Indien echter een aanslag te laag is vastgesteld niet als gevolg van een verwijtbaar onjuist inzicht van de inspecteur in de feiten die bepalend zijn voor de (omvang van de) belastingplicht of van een onjuist inzicht van de inspecteur in het recht, maar als gevolg van een vergissing die heeft geleid tot een discrepantie tussen wat de inspecteur wilde en wat in het aanslagbiljet is vastgelegd, zoals bijvoorbeeld een schrijf-, reken-, overname-, of intoetsfout, en het voor de belastingplichtige redelijkerwijs kenbaar was dat bij de totstandkoming van de aanslag een fout was gemaakt - waarbij niet van belang is of tevens kenbaar was waarin de fout bestond -, is overeenkomstig de hoofdregel navordering toegestaan. Op aan het aanslagbiljet te ontlenen vertrouwen kan een belastingplichtige zich in een dergelijk geval niet met vrucht beroepen.


3.6. 's Hofs oordelen dat de aanslag niet berustte op een, zij het mogelijk onjuiste, vaststelling van de aanslag door de Inspecteur maar op een administratieve fout - waarmee het Hof tot uitdrukking heeft gebracht dat sprake was van een vergissing als hiervoor bedoeld - en dat belanghebbende en/of zijn gemachtigde dit aanstonds heeft moeten beseffen, zijn van feitelijke aard, zodat zij in cassatie niet op hun juistheid kunnen worden getoetst. Gelet op het hiervoor onder 3.5 overwogene heeft het Hof, uitgaande van die oordelen, terecht het beroep van belanghebbende op het ontbreken van een nieuw feit verworpen, en kan belanghebbende zich niet met vrucht beroepen op aan het aanslagbiljet te ontlenen vertrouwen. Klacht 1 faalt derhalve.
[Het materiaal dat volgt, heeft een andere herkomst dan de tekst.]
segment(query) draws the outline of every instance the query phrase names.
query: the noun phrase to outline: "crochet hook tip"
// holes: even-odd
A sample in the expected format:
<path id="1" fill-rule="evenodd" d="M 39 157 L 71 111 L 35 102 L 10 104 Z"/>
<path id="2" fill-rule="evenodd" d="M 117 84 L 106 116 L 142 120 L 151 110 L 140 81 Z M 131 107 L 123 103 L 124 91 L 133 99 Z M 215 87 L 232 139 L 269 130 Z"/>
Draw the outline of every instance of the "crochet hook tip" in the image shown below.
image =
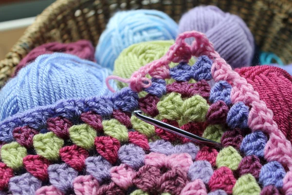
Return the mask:
<path id="1" fill-rule="evenodd" d="M 178 135 L 179 136 L 188 138 L 191 140 L 208 146 L 217 148 L 222 148 L 222 146 L 220 143 L 200 137 L 200 136 L 196 136 L 182 129 L 161 121 L 160 120 L 158 120 L 150 117 L 143 115 L 143 112 L 141 111 L 135 110 L 134 111 L 134 114 L 140 119 L 153 126 L 164 129 L 165 131 L 169 131 L 175 134 Z"/>

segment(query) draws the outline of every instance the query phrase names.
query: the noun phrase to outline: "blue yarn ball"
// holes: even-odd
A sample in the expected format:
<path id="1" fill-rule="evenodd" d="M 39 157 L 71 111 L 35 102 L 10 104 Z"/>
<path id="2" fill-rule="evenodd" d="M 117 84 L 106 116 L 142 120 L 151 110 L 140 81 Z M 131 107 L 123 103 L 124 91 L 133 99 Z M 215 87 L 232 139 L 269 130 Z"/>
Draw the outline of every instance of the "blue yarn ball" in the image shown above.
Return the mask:
<path id="1" fill-rule="evenodd" d="M 255 131 L 243 138 L 240 151 L 246 156 L 254 155 L 258 157 L 264 157 L 264 149 L 267 141 L 268 138 L 262 132 Z"/>
<path id="2" fill-rule="evenodd" d="M 228 126 L 232 129 L 248 127 L 247 117 L 249 113 L 249 108 L 243 102 L 240 101 L 233 105 L 227 114 L 226 122 Z"/>
<path id="3" fill-rule="evenodd" d="M 285 169 L 279 162 L 269 162 L 262 167 L 259 181 L 264 187 L 272 185 L 281 188 L 285 175 Z"/>
<path id="4" fill-rule="evenodd" d="M 39 56 L 0 91 L 0 120 L 61 99 L 110 95 L 105 79 L 111 71 L 70 54 Z M 111 85 L 117 89 L 114 82 Z"/>
<path id="5" fill-rule="evenodd" d="M 175 39 L 178 31 L 177 24 L 159 11 L 117 12 L 100 36 L 95 59 L 102 66 L 112 70 L 115 60 L 124 49 L 141 42 Z"/>

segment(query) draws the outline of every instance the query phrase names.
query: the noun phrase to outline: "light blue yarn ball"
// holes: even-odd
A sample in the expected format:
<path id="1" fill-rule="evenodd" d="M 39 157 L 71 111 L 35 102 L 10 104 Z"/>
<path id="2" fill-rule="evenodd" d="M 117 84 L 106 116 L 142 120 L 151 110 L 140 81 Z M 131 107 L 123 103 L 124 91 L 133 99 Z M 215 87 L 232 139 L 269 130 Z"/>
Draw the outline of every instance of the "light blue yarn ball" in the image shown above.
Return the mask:
<path id="1" fill-rule="evenodd" d="M 101 66 L 112 70 L 115 60 L 124 49 L 144 41 L 175 39 L 178 31 L 177 24 L 159 11 L 117 12 L 100 36 L 95 59 Z"/>
<path id="2" fill-rule="evenodd" d="M 107 68 L 72 55 L 40 56 L 0 91 L 0 120 L 61 99 L 110 95 L 105 79 L 111 74 Z M 116 90 L 114 81 L 110 84 Z"/>

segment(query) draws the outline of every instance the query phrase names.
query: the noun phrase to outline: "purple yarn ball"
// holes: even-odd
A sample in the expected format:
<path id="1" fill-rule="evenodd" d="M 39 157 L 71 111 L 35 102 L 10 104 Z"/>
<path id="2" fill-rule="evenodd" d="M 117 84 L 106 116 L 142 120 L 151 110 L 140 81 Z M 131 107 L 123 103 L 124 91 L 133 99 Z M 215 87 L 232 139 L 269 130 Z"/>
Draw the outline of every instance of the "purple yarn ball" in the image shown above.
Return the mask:
<path id="1" fill-rule="evenodd" d="M 254 38 L 238 16 L 214 6 L 200 6 L 184 14 L 179 24 L 180 33 L 196 30 L 204 33 L 215 50 L 234 68 L 249 66 L 254 56 Z M 187 39 L 190 44 L 192 39 Z"/>

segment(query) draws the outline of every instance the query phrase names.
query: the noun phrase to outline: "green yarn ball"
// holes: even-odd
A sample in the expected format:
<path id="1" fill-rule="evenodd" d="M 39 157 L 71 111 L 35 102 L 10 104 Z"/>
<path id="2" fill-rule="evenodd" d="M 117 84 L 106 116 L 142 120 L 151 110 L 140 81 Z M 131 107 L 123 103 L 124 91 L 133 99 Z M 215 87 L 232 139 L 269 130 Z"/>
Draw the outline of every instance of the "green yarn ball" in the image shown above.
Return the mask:
<path id="1" fill-rule="evenodd" d="M 132 74 L 141 67 L 164 56 L 174 43 L 174 40 L 157 40 L 143 42 L 128 47 L 123 50 L 115 60 L 113 75 L 123 78 L 129 78 Z M 195 62 L 192 58 L 189 64 L 192 65 Z M 171 63 L 169 66 L 173 67 L 177 64 Z M 117 84 L 120 88 L 128 86 L 127 84 L 121 82 Z"/>

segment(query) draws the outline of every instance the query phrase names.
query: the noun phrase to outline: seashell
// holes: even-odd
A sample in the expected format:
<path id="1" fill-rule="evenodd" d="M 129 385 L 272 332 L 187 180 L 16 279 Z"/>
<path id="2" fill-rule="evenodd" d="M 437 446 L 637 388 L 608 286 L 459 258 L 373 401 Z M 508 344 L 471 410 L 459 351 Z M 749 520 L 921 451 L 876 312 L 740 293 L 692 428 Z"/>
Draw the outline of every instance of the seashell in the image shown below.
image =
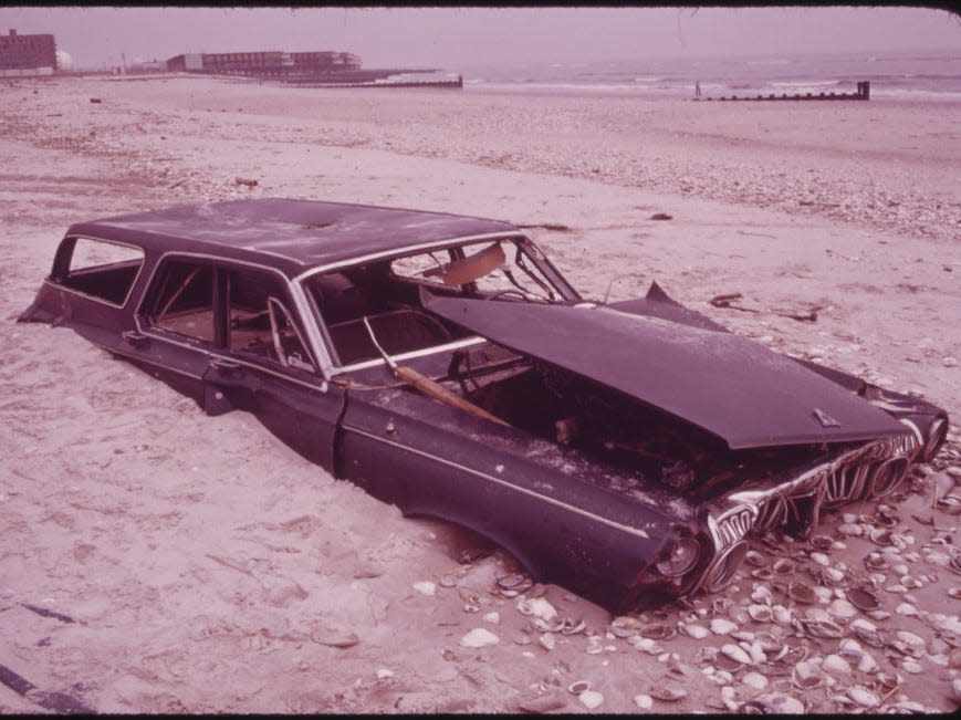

3.7. De overige klachten kunnen evenmin tot cassatie leiden. Zulks behoeft, gezien artikel 81 van de Wet op de rechterlijke organisatie, geen nadere motivering, nu die klachten niet nopen tot beantwoording van rechtsvragen in het belang van de rechtseenheid of de rechtsontwikkeling.


4. Proceskosten

De Hoge Raad acht geen termen aanwezig voor een veroordeling in de proceskosten.


5. Beslissing

De Hoge Raad verklaart het beroep ongegrond.

Dit arrest is gewezen door de vice-president G.J. Zuurmond als voorzitter, en de raadsheren F.W.G.M. van Brunschot, D.G. van Vliet, P. Lourens en C.B. Bavinck, in tegenwoordigheid van de waarnemend griffier E. Cichowski, en in het openbaar uitgesproken op 8 augustus
2003.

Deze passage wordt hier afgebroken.